Need to know if Lezer can solve this

Dandada1993 · January 3, 2024, 8:52pm

Hi

I am migrating from CodeMirror 5 to 6 and am attempting to use a Lezer to define the grammer however I am running into a problem and I need to know definitively if it is possible to solve with the built in Lezer mechanisms or if I should abandon Lezer and use the Stream Parser.

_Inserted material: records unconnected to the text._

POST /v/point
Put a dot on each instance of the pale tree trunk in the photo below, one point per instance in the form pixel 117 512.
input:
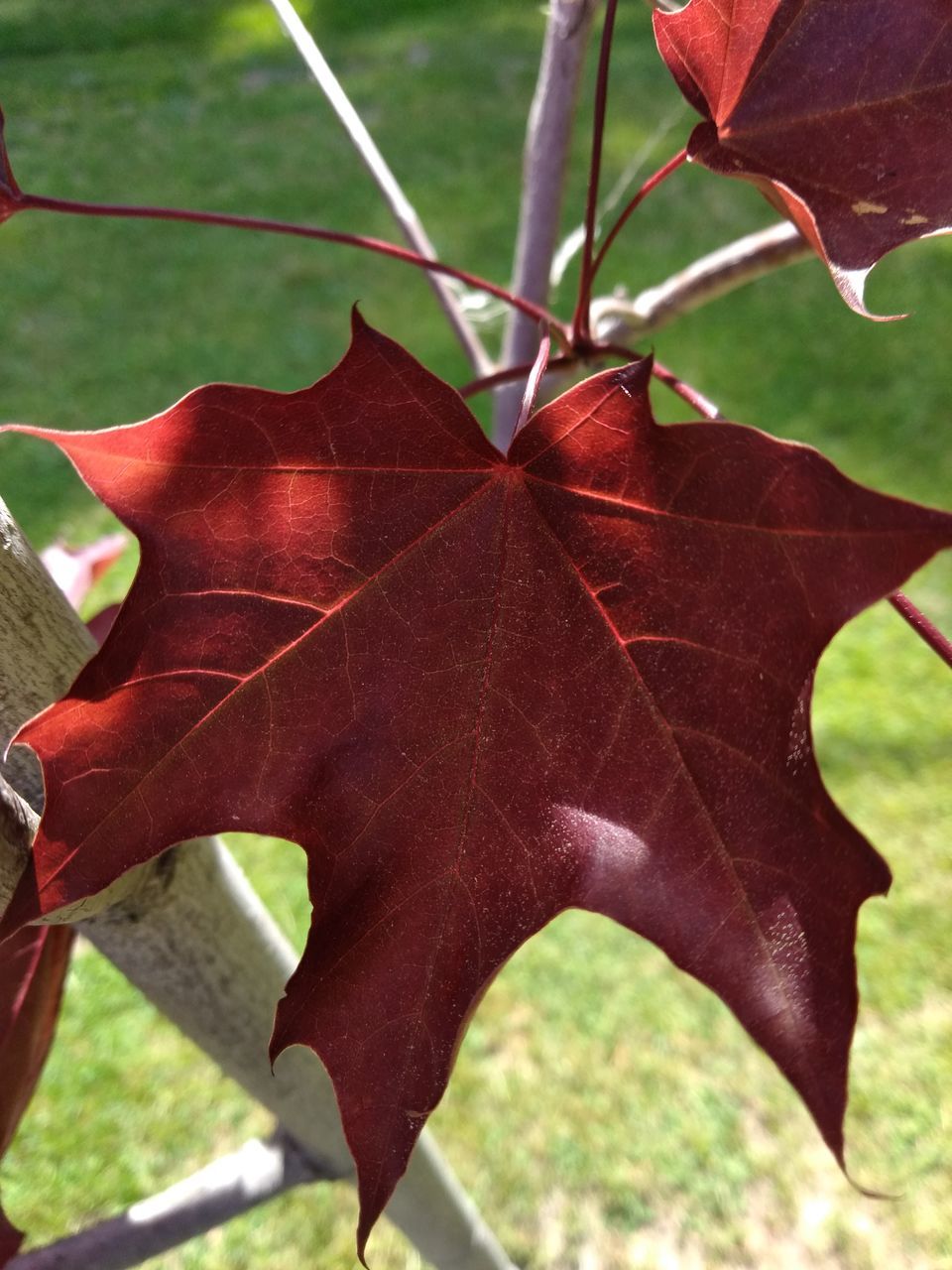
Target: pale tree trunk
pixel 547 139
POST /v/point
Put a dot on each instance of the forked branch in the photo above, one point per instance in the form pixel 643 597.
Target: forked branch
pixel 398 202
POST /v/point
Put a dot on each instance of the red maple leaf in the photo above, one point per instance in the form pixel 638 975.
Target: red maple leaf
pixel 32 971
pixel 479 691
pixel 838 111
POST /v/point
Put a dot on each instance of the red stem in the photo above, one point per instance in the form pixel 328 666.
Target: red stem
pixel 515 372
pixel 652 183
pixel 923 627
pixel 580 321
pixel 271 226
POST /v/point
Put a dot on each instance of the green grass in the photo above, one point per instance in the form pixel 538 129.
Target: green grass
pixel 602 1101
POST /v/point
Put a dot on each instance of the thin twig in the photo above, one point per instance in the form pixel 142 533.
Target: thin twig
pixel 653 182
pixel 544 159
pixel 532 385
pixel 513 373
pixel 706 280
pixel 39 202
pixel 398 202
pixel 923 627
pixel 580 321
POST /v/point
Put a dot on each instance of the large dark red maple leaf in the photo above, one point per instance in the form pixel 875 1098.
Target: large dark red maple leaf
pixel 839 111
pixel 479 691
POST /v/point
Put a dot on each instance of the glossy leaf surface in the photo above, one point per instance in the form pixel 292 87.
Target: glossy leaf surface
pixel 479 691
pixel 32 971
pixel 839 111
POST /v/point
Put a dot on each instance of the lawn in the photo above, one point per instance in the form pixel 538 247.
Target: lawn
pixel 606 1110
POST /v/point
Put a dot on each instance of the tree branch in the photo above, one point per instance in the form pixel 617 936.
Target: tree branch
pixel 547 136
pixel 211 1197
pixel 398 202
pixel 706 280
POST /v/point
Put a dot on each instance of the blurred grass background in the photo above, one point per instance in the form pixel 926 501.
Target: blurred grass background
pixel 606 1111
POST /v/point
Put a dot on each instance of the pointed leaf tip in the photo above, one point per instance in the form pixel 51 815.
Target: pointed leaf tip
pixel 635 376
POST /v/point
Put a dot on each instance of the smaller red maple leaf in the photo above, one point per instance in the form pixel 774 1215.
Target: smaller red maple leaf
pixel 838 112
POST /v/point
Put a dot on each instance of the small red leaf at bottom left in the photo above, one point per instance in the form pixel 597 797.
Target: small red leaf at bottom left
pixel 32 971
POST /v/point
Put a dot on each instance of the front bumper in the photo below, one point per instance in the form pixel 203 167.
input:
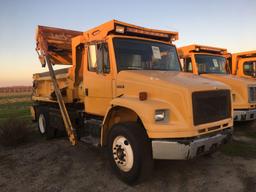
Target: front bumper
pixel 189 148
pixel 244 115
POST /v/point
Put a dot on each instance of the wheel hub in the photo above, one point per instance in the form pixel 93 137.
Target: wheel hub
pixel 123 153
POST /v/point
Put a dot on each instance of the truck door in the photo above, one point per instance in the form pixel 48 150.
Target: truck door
pixel 97 79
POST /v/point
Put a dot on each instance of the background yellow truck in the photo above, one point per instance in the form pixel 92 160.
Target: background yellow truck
pixel 243 64
pixel 211 62
pixel 124 90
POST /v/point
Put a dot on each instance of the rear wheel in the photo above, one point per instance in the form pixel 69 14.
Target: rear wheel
pixel 43 124
pixel 129 151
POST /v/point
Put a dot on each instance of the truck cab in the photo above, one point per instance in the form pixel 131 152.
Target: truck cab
pixel 243 64
pixel 125 88
pixel 211 63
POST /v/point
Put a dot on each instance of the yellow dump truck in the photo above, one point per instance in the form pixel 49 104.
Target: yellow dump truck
pixel 243 64
pixel 123 89
pixel 211 63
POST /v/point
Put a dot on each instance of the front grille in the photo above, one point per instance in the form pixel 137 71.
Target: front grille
pixel 252 94
pixel 211 106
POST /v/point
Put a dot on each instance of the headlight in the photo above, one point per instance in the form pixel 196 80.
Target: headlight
pixel 252 94
pixel 161 115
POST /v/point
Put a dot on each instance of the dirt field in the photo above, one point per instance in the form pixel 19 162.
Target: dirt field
pixel 55 165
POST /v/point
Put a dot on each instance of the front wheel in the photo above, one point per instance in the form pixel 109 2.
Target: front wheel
pixel 130 153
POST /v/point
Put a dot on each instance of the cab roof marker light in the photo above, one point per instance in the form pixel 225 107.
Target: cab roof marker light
pixel 120 29
pixel 134 30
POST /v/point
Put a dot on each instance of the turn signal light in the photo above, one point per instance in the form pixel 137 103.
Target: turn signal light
pixel 143 96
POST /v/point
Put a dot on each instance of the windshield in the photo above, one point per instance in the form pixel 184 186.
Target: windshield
pixel 134 54
pixel 211 64
pixel 250 68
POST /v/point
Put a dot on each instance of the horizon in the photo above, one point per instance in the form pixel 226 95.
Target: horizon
pixel 217 23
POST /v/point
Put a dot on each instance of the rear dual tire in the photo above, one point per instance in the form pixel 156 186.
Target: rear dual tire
pixel 43 125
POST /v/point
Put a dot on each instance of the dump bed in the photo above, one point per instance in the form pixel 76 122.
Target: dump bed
pixel 56 43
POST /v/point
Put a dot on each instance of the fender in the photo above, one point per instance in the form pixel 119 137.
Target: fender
pixel 139 109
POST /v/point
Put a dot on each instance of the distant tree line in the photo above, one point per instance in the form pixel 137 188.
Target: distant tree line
pixel 15 89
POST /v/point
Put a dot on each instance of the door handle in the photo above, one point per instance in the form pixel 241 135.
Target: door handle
pixel 86 92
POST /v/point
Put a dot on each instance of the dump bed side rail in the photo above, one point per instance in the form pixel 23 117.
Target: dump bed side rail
pixel 54 47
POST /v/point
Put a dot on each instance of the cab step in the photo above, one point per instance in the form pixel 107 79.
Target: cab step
pixel 90 140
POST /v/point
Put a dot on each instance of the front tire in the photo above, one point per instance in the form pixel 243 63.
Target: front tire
pixel 130 153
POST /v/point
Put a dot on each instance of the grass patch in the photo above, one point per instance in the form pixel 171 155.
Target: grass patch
pixel 17 110
pixel 242 149
pixel 14 131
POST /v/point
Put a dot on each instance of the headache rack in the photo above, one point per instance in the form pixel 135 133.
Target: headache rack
pixel 54 46
pixel 211 106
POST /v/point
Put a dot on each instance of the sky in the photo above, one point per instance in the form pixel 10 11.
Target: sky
pixel 223 23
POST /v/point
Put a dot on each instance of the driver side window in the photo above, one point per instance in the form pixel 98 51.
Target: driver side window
pixel 98 58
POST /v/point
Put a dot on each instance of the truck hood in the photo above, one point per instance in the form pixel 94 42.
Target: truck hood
pixel 230 80
pixel 239 87
pixel 172 78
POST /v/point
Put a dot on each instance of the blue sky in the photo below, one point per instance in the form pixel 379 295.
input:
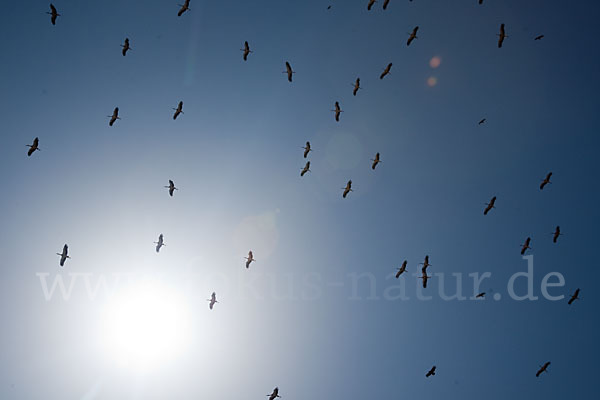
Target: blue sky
pixel 236 156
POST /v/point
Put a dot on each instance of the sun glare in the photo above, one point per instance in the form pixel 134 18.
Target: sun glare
pixel 146 325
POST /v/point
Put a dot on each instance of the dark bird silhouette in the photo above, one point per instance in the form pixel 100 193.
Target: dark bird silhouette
pixel 337 111
pixel 413 36
pixel 543 368
pixel 33 147
pixel 307 149
pixel 249 259
pixel 114 117
pixel 401 270
pixel 212 300
pixel 305 169
pixel 356 86
pixel 546 181
pixel 274 395
pixel 574 297
pixel 501 36
pixel 556 234
pixel 53 14
pixel 178 110
pixel 184 7
pixel 246 50
pixel 125 47
pixel 526 246
pixel 347 189
pixel 375 160
pixel 490 205
pixel 288 71
pixel 386 71
pixel 160 243
pixel 171 188
pixel 64 255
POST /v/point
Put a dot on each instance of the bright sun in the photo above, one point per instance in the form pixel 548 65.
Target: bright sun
pixel 146 325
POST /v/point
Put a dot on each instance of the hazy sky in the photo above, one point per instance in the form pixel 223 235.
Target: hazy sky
pixel 295 319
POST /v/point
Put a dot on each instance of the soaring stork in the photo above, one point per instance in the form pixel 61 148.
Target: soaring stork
pixel 356 86
pixel 33 147
pixel 64 255
pixel 274 395
pixel 501 36
pixel 125 47
pixel 289 71
pixel 246 50
pixel 212 300
pixel 178 110
pixel 307 149
pixel 114 117
pixel 305 169
pixel 347 189
pixel 574 296
pixel 413 36
pixel 490 205
pixel 546 181
pixel 375 160
pixel 53 14
pixel 171 187
pixel 337 111
pixel 386 71
pixel 526 246
pixel 160 243
pixel 556 234
pixel 249 259
pixel 430 372
pixel 401 270
pixel 543 368
pixel 184 7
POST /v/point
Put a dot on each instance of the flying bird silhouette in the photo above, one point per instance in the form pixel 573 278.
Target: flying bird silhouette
pixel 307 149
pixel 401 270
pixel 160 243
pixel 114 117
pixel 490 205
pixel 545 181
pixel 125 47
pixel 347 189
pixel 178 110
pixel 53 14
pixel 526 246
pixel 184 7
pixel 171 188
pixel 501 36
pixel 543 368
pixel 375 160
pixel 288 71
pixel 246 50
pixel 64 255
pixel 33 147
pixel 413 36
pixel 386 71
pixel 249 259
pixel 337 111
pixel 305 169
pixel 574 296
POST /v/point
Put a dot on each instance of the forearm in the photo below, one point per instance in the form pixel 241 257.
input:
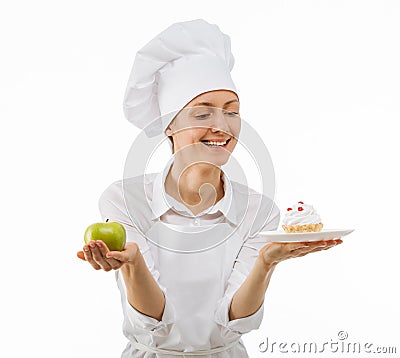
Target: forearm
pixel 143 292
pixel 250 296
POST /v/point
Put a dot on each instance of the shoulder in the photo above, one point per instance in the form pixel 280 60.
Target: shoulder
pixel 113 200
pixel 260 209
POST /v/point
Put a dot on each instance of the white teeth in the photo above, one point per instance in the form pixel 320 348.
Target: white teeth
pixel 215 143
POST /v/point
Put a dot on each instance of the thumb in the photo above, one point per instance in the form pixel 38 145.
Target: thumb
pixel 80 255
pixel 118 255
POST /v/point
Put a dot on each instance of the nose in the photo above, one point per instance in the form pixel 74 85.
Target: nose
pixel 220 122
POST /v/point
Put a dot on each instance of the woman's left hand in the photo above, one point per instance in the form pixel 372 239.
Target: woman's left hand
pixel 275 252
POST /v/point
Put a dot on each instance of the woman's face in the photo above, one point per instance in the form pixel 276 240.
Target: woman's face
pixel 207 128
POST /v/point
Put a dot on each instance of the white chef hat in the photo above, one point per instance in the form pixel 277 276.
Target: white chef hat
pixel 185 60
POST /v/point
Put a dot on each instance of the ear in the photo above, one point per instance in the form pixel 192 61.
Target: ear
pixel 169 131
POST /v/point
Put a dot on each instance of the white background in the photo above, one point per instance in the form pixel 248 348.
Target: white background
pixel 319 80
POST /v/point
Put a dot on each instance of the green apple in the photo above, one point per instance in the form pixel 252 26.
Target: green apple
pixel 113 234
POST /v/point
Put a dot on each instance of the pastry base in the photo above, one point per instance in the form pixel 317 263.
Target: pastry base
pixel 303 228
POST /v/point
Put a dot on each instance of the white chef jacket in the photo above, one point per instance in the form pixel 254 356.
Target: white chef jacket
pixel 198 274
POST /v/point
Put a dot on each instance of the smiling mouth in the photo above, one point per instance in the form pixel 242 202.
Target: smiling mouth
pixel 215 144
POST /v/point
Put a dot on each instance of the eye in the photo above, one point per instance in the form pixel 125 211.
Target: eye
pixel 232 114
pixel 202 116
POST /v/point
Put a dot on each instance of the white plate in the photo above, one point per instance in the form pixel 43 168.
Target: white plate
pixel 282 236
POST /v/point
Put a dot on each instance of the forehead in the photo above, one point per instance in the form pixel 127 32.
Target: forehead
pixel 214 98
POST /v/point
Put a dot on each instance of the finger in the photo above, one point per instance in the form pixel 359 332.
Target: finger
pixel 104 250
pixel 318 248
pixel 315 246
pixel 89 258
pixel 98 257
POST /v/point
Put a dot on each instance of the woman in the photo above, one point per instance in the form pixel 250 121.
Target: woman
pixel 193 294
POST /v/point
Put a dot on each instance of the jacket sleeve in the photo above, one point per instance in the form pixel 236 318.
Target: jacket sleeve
pixel 243 265
pixel 112 207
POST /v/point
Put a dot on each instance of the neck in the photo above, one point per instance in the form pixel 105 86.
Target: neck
pixel 198 186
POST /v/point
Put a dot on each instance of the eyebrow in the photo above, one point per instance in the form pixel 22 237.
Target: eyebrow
pixel 212 105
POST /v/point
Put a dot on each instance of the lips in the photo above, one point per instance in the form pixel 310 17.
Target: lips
pixel 216 143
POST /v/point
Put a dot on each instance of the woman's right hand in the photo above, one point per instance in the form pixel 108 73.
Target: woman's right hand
pixel 101 258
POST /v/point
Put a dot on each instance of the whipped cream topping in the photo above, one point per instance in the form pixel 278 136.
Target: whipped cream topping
pixel 301 214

The below is a minimal example that demonstrates the problem.

@top Scripts { Script (Separator Script)* }

Script { (Command+) }

Command {
	Motion lineEnd |
	Container { Cblock lineEnd Body }
}

Cblock {
        control_forever { @specialize<Phrase, "forever"> }
}

Motion {
	movesteps { "move (" Value? ") steps" }
}

MotionValues {
	xposition { @specialize<Phrase, "x position"> }
}

Body { indent Command+ (dedent | eof) }

Value {
	Number |
	MotionValues |
	Phrase
}

Separator { separator Phrase* lineEnd }

@skip { 
	spaces | 
	blankLineStart spaces lineEnd
}

lineEnd { newline | eof }

@context trackIndent from "./tokens.js"

@external tokens indentation from "./tokens.js" {
	indent,
	dedent,
  blankLineStart
}

//!tokens

@tokens {
  @precedence { Number, Phrase }
  spaces { $[ \t]+ }
  newline { "\n" }
  eof { @eof }
  char { @asciiLetter | $[_\u{a1}-\u{10ffff}] }
  word { (@digit | "." | char)+ }
  Number { @digit @digit* }
  Phrase { word (" " word)* }
  separator { "-----" }
}

I also want a valid Script to include a single MotionValues i.e.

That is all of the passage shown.